In deze tussenuitspraak van de Rechtbank Zeeland-West-Brabant, gedateerd 22 april 2021, wordt de zaak behandeld van een eiser die in beroep is gegaan tegen besluiten van het UWV met betrekking tot zijn WAO-uitkering. Eiser, die sinds 2000 een WAO-uitkering ontvangt, heeft bezwaar gemaakt tegen de definitieve vaststelling van zijn uitkering over de periodes van 1 september 2017 tot en met 31 januari 2019 en van 1 februari 2019 tot en met 30 april 2019. Het UWV heeft in zijn besluiten gesteld dat de inkomsten van eiser in deze periodes gelijk waren aan de uitkering die hij ontving, en heeft de bezwaren van eiser ongegrond verklaard.
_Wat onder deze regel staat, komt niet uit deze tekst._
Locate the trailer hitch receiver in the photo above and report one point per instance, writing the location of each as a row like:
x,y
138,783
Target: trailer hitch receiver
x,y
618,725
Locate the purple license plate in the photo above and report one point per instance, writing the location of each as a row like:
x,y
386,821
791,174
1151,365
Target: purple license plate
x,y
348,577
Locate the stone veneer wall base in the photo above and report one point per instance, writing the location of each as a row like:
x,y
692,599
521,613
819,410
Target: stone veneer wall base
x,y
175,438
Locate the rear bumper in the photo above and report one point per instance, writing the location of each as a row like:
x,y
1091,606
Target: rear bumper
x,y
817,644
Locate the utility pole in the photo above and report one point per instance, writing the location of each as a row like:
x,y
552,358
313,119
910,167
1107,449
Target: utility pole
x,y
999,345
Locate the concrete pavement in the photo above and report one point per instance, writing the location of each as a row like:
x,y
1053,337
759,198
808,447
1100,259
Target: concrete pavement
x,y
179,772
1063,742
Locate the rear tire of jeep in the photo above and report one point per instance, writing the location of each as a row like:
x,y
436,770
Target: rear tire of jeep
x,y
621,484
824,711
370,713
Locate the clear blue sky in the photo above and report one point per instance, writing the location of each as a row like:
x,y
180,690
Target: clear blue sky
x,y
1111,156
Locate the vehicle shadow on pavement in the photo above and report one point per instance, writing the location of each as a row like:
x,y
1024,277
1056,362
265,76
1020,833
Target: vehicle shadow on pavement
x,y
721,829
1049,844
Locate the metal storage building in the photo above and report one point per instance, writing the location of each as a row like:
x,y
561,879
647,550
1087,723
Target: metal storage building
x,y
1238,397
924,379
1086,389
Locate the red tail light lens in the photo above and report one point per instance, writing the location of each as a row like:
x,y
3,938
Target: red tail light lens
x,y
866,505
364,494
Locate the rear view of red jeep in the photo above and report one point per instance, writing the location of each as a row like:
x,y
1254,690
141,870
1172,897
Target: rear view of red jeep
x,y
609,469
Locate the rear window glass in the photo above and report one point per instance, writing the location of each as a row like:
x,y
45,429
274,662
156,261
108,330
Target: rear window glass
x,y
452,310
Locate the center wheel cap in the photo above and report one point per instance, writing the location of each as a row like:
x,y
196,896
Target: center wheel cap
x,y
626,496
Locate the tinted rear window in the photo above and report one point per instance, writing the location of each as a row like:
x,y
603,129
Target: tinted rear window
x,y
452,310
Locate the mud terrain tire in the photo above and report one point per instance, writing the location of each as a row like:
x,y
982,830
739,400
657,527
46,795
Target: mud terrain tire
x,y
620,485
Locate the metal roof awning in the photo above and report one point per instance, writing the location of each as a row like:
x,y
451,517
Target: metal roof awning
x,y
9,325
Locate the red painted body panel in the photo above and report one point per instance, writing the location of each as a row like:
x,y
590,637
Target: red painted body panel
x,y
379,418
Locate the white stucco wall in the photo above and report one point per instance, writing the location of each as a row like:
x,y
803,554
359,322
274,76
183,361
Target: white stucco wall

De rechtbank heeft vastgesteld dat eiser argumenten en bewijsstukken heeft ingediend die aanleiding hadden moeten geven voor nader onderzoek door het UWV. Eiser heeft onder andere gesteld dat een deel van zijn loon als 'sociaal loon' moet worden aangemerkt en dat er mogelijk een WAO-gatverzekering bestaat. De rechtbank oordeelt dat het UWV in zijn besluitvorming niet zorgvuldig heeft gehandeld door deze aspecten niet te onderzoeken. Daarom is het bestreden besluit in strijd met het zorgvuldigheidsbeginsel en komt het voor vernietiging in aanmerking.
De rechtbank biedt het UWV de mogelijkheid om het gebrek in het besluit te herstellen door een arbeidsdeskundige onderzoek te laten verrichten. De termijn voor herstel is vastgesteld op acht weken. De rechtbank houdt verdere beslissingen aan tot de einduitspraak, waarbij ook de vergoeding van griffierecht en proceskosten nog niet aan de orde zijn.